Last Sunday I took my nieces climbing outdoors in Southern California so they could earn the new Outdoor High Adventure Girl Scout badge. I had help from their parents and I also recruited climbing friend Christina, and legendary climber and author, John Long. With Southern California going through a hot, humid, heat wave, I had limited choices of where to take my nieces for their first time climbing on real rock. I picked a spot in the Santa Monica mountains, hoping that getting up higher would help. Even so I knew we’d be in for some heat so I went over my hot weather tips with my nieces before hand and thought I’d share them here as well!

1. Adjust your schedule. Start early. For my outing with my nieces I had logistical limitations because of people coming from different directions, but I still made our rendevzous point as early as I could. When going out with my regular climbing partners I tend to shift to an early morning schedule if the weather’s going to be really hot. This is particularly advisable if you are somewhere like the Sierras where afternoon thunderstorms can develop. Locally in Southern California, we’ll sometimes climb early, take an afternoon break and then climb well into the evening. Always having a headlamp in your pack gives you great options.

Wearing a hat on South Six Shooter. Indian Creek, Utah.

2. Dress accordingly. Some might think this always means shorts and tank tops (or no shirt if you’re a guy) but if you’re going to have a lot of sun exposure you might think about wearing a wicking long sleeve shirt. I’ve sometimes been cooler wearing my white long sleeve sun shirt than sporting bare arms. Also, don’t forget about a sun hat. You may not wear it while climbing but even short approaches can be made more comfortable if you’re bringing some portable shade with you. Think about your footwear as well. Approach shoes with mesh or Chaco sandals are my top choices for when it gets really hot. I’ll sometimes wear Injinji sock liners with my Chacos on a long approach where I want to be careful not to get blisters. Speaking of blisters, I try to air out my feet whenever I can on a hot day, for example if we take a break from the approach before climbing, I’ll take my shoes off for air. Moisture can mean blisters (and smelly climbing shoes!). Also, I know you know this but… wear sunscreen!

My niece with a frozen Gatorade

3. Drink lots of liquids. I think we all know how important it is to bring water. When it’s hot it’s best to bring even more than usual and to add in something to replace the electrolytes lost when you sweat. For this reason I like to bring some kind of “sports drink” in addition to water. I also find a flavored drink helps me consume more than if I just stuck to plain water. There are two ways I might bring a sports drink. The first way is to bring a powdered or tablet version of an electrolyte drink to add to water. Gatorade comes in powdered form and Nuun tablets work well. If you do this then you can decide how strong you want to make your drink, and it lets you time when you want to switch away from water.  My second, and favorite way, to bring a sports drink on a hot day is to bring it frozen. I freeze a Gatorade bottle and pop it in my pack. You can let it melt a little, drink some of it off and then add some regular water to dilute the drink. You can shake up the bottle to make a refreshing slushy. During the climbing day with my nieces I brought two frozen Gatorades and let them use them while still frozen to press against their face and necks to cool off after our approach hike.

4. Find the shade. This is how I was able to climb in Joshua Tree National Park in August. Do a bit of research before heading to a new place and find out which climbs will be shaded. If you can’t research before you go to a place, ask some locals. A nice waitress in Mammoth steered my friends and I to a new crag with advice for shade.

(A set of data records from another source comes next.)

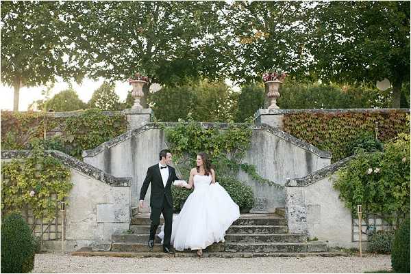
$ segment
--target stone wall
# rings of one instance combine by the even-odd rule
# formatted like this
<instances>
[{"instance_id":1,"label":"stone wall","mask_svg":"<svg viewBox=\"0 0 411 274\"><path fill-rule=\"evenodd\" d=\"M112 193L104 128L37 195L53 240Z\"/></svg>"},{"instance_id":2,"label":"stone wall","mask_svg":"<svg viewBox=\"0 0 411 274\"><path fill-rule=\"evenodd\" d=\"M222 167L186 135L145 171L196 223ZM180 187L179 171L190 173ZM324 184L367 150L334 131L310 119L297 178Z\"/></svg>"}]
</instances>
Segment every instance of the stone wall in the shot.
<instances>
[{"instance_id":1,"label":"stone wall","mask_svg":"<svg viewBox=\"0 0 411 274\"><path fill-rule=\"evenodd\" d=\"M333 188L336 172L346 158L307 176L286 184L286 217L290 233L306 233L328 241L329 246L357 247L352 241L350 210Z\"/></svg>"},{"instance_id":2,"label":"stone wall","mask_svg":"<svg viewBox=\"0 0 411 274\"><path fill-rule=\"evenodd\" d=\"M71 172L73 187L66 199L66 251L110 247L114 232L127 230L131 219L130 178L116 178L62 152L49 150ZM28 151L3 150L1 162L24 159ZM55 243L59 241L53 241ZM61 244L46 243L51 249Z\"/></svg>"},{"instance_id":3,"label":"stone wall","mask_svg":"<svg viewBox=\"0 0 411 274\"><path fill-rule=\"evenodd\" d=\"M164 123L171 126L174 123ZM220 123L201 123L207 127L223 130L228 125ZM132 206L137 206L140 190L147 168L158 162L158 152L166 148L165 136L155 124L149 123L135 128L98 147L83 152L84 161L115 176L132 178ZM253 212L274 212L284 207L284 185L287 178L304 176L329 165L329 152L305 143L292 136L260 124L253 129L250 150L243 162L256 165L263 178L277 182L279 189L261 185L244 173L240 179L253 188L256 206ZM218 173L218 170L216 171ZM188 178L182 178L188 180ZM143 211L149 211L150 189L146 195Z\"/></svg>"}]
</instances>

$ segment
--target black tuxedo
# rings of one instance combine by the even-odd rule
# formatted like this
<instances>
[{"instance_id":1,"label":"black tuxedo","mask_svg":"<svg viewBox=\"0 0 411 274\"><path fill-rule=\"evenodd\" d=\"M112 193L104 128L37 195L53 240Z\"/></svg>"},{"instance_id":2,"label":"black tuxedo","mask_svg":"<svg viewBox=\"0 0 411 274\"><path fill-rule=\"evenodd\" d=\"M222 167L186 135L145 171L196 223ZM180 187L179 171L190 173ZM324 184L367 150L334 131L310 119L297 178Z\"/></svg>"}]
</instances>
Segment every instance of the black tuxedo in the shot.
<instances>
[{"instance_id":1,"label":"black tuxedo","mask_svg":"<svg viewBox=\"0 0 411 274\"><path fill-rule=\"evenodd\" d=\"M141 187L140 200L144 200L149 185L151 183L150 194L150 207L151 214L150 219L150 240L154 239L155 232L160 225L160 215L162 213L164 217L164 238L163 246L170 247L171 238L171 228L173 225L173 197L171 195L172 182L179 180L175 175L175 169L167 165L169 168L169 178L166 187L163 184L162 178L158 164L154 165L147 169L147 174Z\"/></svg>"}]
</instances>

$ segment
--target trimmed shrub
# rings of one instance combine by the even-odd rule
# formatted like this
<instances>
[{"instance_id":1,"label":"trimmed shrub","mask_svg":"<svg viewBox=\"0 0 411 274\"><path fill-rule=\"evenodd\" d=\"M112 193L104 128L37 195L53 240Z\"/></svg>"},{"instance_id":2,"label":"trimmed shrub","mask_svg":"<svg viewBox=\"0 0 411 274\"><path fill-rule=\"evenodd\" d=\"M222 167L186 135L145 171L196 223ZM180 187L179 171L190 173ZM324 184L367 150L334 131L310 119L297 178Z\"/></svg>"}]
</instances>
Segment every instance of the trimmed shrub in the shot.
<instances>
[{"instance_id":1,"label":"trimmed shrub","mask_svg":"<svg viewBox=\"0 0 411 274\"><path fill-rule=\"evenodd\" d=\"M29 273L34 267L32 230L23 217L11 213L1 223L1 272Z\"/></svg>"},{"instance_id":2,"label":"trimmed shrub","mask_svg":"<svg viewBox=\"0 0 411 274\"><path fill-rule=\"evenodd\" d=\"M368 249L371 252L390 253L394 241L394 232L378 231L371 236Z\"/></svg>"},{"instance_id":3,"label":"trimmed shrub","mask_svg":"<svg viewBox=\"0 0 411 274\"><path fill-rule=\"evenodd\" d=\"M391 265L395 272L410 273L410 218L402 223L395 233L391 252Z\"/></svg>"}]
</instances>

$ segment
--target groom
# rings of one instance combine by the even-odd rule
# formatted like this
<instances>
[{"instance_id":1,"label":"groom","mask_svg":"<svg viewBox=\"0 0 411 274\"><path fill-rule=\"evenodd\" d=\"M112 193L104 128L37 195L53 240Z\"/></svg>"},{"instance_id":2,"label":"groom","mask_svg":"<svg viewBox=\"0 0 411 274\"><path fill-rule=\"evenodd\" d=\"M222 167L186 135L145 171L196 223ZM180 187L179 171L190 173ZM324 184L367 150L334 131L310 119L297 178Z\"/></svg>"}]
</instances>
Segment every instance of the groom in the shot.
<instances>
[{"instance_id":1,"label":"groom","mask_svg":"<svg viewBox=\"0 0 411 274\"><path fill-rule=\"evenodd\" d=\"M173 225L173 197L171 196L171 182L179 180L175 175L175 169L171 167L171 153L168 150L160 152L160 163L147 169L147 175L144 180L140 191L140 208L143 206L149 184L151 183L150 194L150 207L151 214L150 219L150 236L149 247L154 246L154 236L160 225L160 215L162 213L164 218L164 238L163 251L173 254L170 247L171 239L171 228Z\"/></svg>"}]
</instances>

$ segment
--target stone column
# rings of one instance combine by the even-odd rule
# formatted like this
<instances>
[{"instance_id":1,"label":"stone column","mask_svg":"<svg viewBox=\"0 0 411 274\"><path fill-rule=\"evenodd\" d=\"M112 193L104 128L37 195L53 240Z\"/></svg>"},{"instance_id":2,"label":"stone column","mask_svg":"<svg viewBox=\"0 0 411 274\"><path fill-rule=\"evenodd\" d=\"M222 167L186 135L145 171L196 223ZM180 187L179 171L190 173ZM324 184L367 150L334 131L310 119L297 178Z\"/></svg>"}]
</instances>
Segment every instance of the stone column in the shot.
<instances>
[{"instance_id":1,"label":"stone column","mask_svg":"<svg viewBox=\"0 0 411 274\"><path fill-rule=\"evenodd\" d=\"M266 124L274 128L283 129L284 111L281 109L258 109L254 114L254 123Z\"/></svg>"},{"instance_id":2,"label":"stone column","mask_svg":"<svg viewBox=\"0 0 411 274\"><path fill-rule=\"evenodd\" d=\"M123 111L127 118L127 130L138 128L151 120L151 109L127 109Z\"/></svg>"}]
</instances>

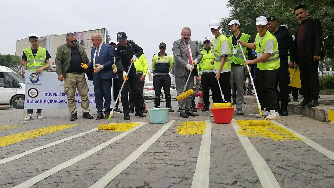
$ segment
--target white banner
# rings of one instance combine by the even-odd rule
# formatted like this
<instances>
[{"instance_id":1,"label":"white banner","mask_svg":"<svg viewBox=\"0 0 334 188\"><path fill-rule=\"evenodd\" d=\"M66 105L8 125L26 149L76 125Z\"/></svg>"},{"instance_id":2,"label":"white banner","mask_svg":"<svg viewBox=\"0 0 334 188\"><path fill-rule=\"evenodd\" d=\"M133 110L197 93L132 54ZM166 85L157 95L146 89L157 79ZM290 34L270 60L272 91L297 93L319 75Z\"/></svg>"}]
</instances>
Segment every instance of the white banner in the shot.
<instances>
[{"instance_id":1,"label":"white banner","mask_svg":"<svg viewBox=\"0 0 334 188\"><path fill-rule=\"evenodd\" d=\"M25 109L68 109L67 96L64 92L64 81L58 80L54 72L42 72L40 74L35 71L25 71ZM93 81L86 77L89 89L88 98L91 111L96 109ZM110 108L114 107L113 85L112 85ZM75 93L76 108L81 108L81 100L77 90ZM103 103L104 103L104 100ZM94 111L94 110L93 110Z\"/></svg>"}]
</instances>

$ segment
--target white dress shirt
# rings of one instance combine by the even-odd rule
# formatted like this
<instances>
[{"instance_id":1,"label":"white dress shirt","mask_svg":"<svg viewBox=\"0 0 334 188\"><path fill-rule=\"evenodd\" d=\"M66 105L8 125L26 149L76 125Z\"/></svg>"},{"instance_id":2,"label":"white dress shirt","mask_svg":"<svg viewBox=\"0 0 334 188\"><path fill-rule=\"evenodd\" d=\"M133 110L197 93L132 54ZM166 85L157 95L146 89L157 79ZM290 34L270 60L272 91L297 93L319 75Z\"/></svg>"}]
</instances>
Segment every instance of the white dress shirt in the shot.
<instances>
[{"instance_id":1,"label":"white dress shirt","mask_svg":"<svg viewBox=\"0 0 334 188\"><path fill-rule=\"evenodd\" d=\"M101 43L100 44L100 45L99 46L99 56L98 57L98 58L100 56L100 54L101 54L101 47L102 47L102 43ZM97 47L95 47L95 51L94 52L94 55L93 56L93 68L95 68L95 56L96 55L96 52L98 51L97 50L98 48Z\"/></svg>"}]
</instances>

We were quite grateful for it. On the other hand, climbing day with the nieces we did not have any shade during the climbs and we all had to limit our exposure and get shade in between climbs.

5. Keep Water in the Car. I keep an insulated bottle of cold water in the car so I can refresh myself as soon as I get to it. If the car is still hot, I can let it cool off a little while I have a cold drink.

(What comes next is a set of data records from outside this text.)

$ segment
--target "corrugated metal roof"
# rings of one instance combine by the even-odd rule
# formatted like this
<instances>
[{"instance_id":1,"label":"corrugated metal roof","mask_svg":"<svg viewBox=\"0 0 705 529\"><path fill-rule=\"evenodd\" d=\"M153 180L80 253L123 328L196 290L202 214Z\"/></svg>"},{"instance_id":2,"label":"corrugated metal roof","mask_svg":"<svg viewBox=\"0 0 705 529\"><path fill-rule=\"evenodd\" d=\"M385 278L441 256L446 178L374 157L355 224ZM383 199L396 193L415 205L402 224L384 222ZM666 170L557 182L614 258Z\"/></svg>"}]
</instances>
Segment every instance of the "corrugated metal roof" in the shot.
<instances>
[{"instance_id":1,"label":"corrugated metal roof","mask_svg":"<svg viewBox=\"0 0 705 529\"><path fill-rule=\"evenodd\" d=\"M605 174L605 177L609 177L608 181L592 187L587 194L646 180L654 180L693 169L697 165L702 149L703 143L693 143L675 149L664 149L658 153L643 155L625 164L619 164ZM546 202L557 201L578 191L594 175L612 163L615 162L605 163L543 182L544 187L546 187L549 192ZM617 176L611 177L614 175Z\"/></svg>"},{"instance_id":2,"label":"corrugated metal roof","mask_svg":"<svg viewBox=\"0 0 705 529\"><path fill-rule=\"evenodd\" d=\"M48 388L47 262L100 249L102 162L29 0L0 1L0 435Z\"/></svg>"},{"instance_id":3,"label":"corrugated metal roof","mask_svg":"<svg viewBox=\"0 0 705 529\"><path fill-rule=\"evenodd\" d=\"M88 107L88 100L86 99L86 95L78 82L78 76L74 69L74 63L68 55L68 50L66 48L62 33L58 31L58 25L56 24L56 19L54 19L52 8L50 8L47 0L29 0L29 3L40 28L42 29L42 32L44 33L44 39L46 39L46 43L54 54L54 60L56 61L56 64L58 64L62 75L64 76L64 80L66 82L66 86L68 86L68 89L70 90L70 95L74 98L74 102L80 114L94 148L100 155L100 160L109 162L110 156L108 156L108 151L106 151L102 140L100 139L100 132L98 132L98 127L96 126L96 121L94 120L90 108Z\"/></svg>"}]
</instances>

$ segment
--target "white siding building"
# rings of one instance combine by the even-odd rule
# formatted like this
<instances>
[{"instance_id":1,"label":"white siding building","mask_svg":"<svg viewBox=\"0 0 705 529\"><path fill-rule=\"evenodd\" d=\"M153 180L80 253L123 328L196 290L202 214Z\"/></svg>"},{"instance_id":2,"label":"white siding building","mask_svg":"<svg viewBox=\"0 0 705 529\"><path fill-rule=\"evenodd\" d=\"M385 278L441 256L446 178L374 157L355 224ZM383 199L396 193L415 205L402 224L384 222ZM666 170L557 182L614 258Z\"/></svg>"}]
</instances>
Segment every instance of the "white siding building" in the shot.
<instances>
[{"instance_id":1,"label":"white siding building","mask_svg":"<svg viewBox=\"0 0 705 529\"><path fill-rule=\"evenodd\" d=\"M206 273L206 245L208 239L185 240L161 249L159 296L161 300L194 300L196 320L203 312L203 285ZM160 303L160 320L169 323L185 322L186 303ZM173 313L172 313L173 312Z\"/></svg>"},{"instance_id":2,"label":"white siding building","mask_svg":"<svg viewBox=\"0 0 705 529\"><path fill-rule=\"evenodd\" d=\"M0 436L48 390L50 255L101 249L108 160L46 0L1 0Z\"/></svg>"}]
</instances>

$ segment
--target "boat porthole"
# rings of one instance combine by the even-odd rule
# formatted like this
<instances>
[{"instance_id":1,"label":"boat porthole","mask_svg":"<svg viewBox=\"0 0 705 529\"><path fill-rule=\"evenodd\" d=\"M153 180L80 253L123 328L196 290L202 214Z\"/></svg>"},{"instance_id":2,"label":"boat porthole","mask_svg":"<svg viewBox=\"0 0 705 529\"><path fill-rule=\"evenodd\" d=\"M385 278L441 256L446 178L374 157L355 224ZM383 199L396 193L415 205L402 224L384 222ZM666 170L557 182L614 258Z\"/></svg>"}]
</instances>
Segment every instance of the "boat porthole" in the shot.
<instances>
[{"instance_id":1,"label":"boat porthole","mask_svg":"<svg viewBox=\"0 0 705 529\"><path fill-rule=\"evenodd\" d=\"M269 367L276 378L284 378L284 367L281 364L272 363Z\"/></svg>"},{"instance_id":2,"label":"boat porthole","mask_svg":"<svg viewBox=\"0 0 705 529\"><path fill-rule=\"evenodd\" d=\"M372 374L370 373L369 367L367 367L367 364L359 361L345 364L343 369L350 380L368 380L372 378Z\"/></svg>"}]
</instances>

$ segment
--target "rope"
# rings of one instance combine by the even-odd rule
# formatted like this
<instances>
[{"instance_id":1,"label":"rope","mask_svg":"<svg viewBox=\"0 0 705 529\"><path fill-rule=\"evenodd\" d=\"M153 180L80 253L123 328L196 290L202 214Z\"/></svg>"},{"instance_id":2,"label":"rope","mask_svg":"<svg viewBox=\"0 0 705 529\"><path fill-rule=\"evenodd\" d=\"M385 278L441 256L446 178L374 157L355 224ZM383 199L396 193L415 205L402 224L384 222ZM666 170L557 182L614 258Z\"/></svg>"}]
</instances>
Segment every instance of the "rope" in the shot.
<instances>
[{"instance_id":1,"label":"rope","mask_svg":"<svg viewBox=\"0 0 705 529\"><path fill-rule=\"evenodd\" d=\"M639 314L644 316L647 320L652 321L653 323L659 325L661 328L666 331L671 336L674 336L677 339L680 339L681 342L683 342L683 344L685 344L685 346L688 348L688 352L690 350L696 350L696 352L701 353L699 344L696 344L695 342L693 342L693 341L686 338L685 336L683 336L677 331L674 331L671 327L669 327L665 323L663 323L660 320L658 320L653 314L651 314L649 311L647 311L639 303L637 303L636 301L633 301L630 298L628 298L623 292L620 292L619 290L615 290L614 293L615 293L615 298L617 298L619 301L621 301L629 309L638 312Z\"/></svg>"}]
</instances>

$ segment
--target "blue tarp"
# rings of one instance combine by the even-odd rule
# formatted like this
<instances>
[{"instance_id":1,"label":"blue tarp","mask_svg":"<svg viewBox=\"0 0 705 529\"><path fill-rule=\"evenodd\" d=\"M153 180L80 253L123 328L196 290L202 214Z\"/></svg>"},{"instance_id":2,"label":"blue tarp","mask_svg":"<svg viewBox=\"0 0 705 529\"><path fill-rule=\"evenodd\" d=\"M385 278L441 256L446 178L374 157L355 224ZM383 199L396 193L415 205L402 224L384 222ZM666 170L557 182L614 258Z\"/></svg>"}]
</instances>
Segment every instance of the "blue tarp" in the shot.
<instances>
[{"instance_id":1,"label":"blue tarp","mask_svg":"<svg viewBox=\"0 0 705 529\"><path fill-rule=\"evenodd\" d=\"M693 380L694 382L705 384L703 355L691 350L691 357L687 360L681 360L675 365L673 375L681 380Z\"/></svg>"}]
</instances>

What happens if you don’t follow the tips?

While I have successfully climbed in many very hot places all over the country, unfortunately the day I took my nieces out, I didn’t completely follow my own advice. For one, it would have been better if we had met even earlier than we had to beat more of the heat, being up higher on the mountain did not help as much as I had hoped. Secondly, while I did bring more liquids than usual, I ended up giving one of my Gatorades away, and sharing the remaining one, leaving me with just one liter of plain water. I also didn’t have access to the water in my car because we carpooled some of the way and I had left it in my car at the first rendezvous point. Lastly, we did not get any shade during the actual climbs. As a result, after getting down from the mountains, I found myself with a headache and feelings of nausea. Fortunately by the time it really came on I was already sipping a cold drink in an air conditioned restaurant.

Heat Exhaustion

What had likely happened to me was that I was experiencing heat exhaustion, type of heat related illness. What I was already doing (stopping exertion, moving to a cool place, drinking electrolytes) was what the Mayo Clinic recommended and I soon felt a lot better.

Hopefully, you’ll follow my tips better than I did Sunday, and can go on to enjoy your summer!

By the way, my nieces loved climbing outside and want to go again!